VisonAbout 2 mincomponentgoroutineheappprofblock

Overview

pprof is a powerful performance analysis tool in the Go ecosystem, effective for diagnosing various performance issues such as CPU, memory, and goroutines. The sponge framework deeply integrates pprof's capabilities, offering multiple flexible methods for profile collection, making it especially suitable for troubleshooting in production environments.

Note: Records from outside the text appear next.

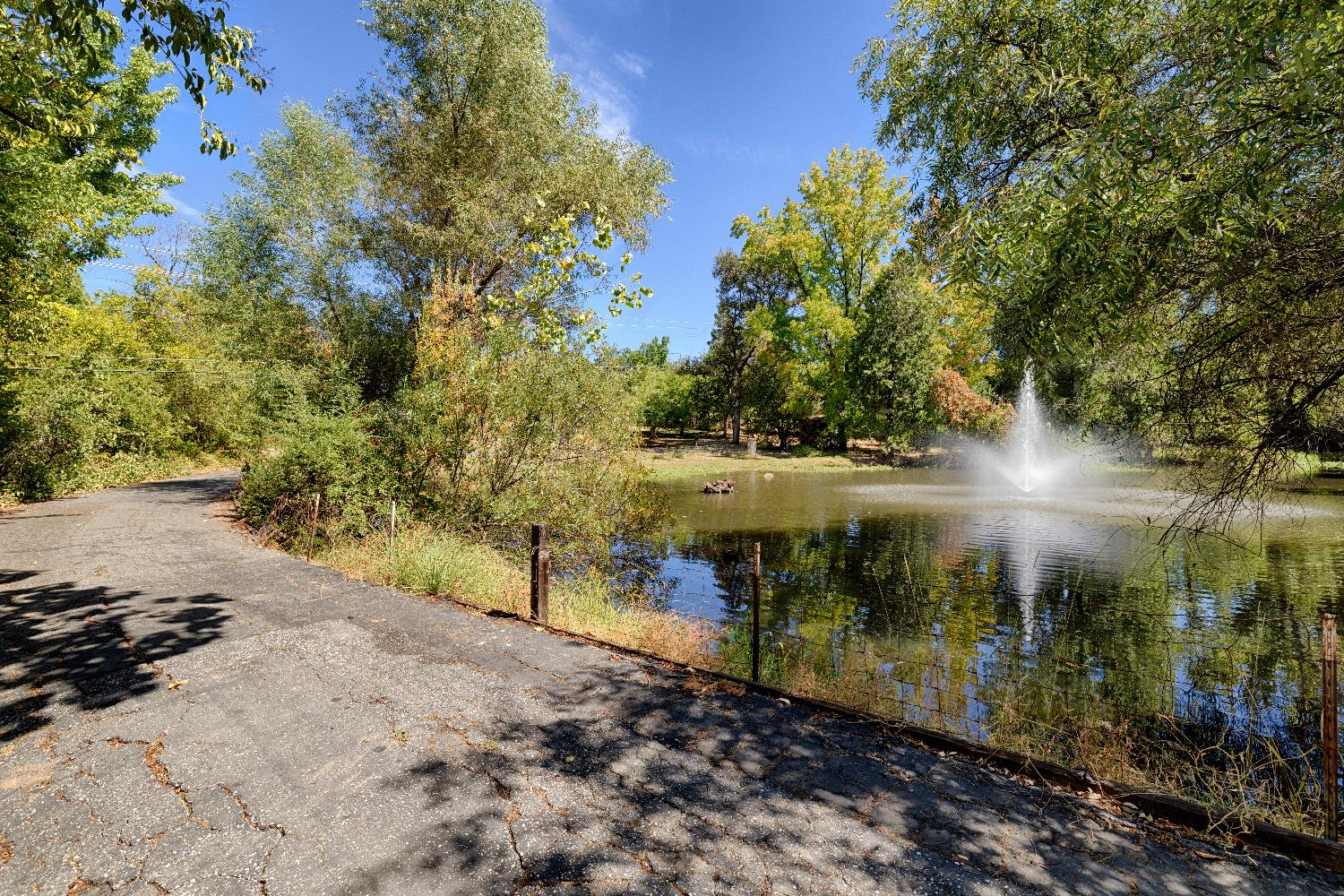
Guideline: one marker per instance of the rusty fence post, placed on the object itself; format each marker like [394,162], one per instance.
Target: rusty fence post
[755,613]
[1330,726]
[540,573]
[312,532]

HTTP API Collection Method

Web and gRPC services created with sponge both support performance analysis via an HTTP interface. This feature is disabled by default and can be enabled through the configuration file configs/*.yaml.

app:
  enableHTTPProfile: true  # Enable HTTP interface for performance analysis, default route is /debug/pprof

Typical Use Cases:

Real-time analysis in development/testing environments
Performance monitoring during stress testing

Notes:

Enabling this in a production environment will incur a performance overhead of about 1%.
In addition to standard pprof features, it also extends to IO analysis capabilities (accessible at /debug/pprof/profile-io).

Default Access URLs:

Web service: http://localhost:8080/debug/pprof
gRPC service: http://localhost:8283/debug/pprof

Use with go tool pprof for immediate analysis:

# Memory analysis example
go tool pprof http://localhost:8080/debug/pprof/heap

Signal-Triggered Collection Method

Services created with sponge support profile collection triggered by system signals by default. This feature is enabled by default and requires no extra configuration.

Technical Highlights:

Uses the SIGTRAP(5) signal by default.
Start/stop mechanism: the first signal starts collection, a second signal terminates it early.
A fail-safe design that automatically stops after 60 seconds by default.

How-to Guide:

# Find the process ID
pgrep -f "service-name"  # Recommended method
ps aux | grep "service-name"

# Trigger collection
kill -SIGTRAP $PID

Output File Naming Convention: datetime_pid_uid_profile-type.out

/tmp/service-name_profile/
├── 20240726154302_1234_user_cpu.out
├── 20240726154302_1234_user_heap.out
├── 20240726154302_1234_user_goroutine.out
├── 20240726154302_1234_user_block.out
├── 20240726154302_1234_user_mutex.out
└──20240726154302_1234_user_threadcreate.out

Advanced Configuration:

// Enable trace collection (note the storage overhead)
prof.EnableTrace()

Analysis Method:

# Flame graph analysis
go tool pprof -http=:8080 /tmp/service-name_profile/20240726154302_1234_user_cpu.out

Intelligent Adaptive Collection Method

Services created with sponge support automatic profile collection triggered by system resource monitoring. This feature is enabled by default.

app:
  enableStat: true  # whether to turn on printing statistics, true:enable, false:disable

sponge innovatively combines signal-triggered collection with resource monitoring to achieve intelligent profile collection.

Triggering Mechanism:

Metric Type	Sampling Strategy	Condition to Trigger Profile Collection
CPU	Default: 1 time/minute	Average of the last 3 samples > 80%
Memory	Default: 1 time/minute	Average of the last 3 samples > 80%

The output specification for the collected profile files is the same as the Signal-Triggered Collection Method.

Technical Advantages:

Automatically correlates monitoring with profile collection.
Capable of diagnosing issues overnight.

Typical Workflow:

Resource Monitoring → Threshold Breach → Signal Trigger → Automatic Collection → Save to Local File → Analysis

It is recommended to log trigger events in a logging system for easier correlation analysis later.

Note

This feature is not supported on Windows systems.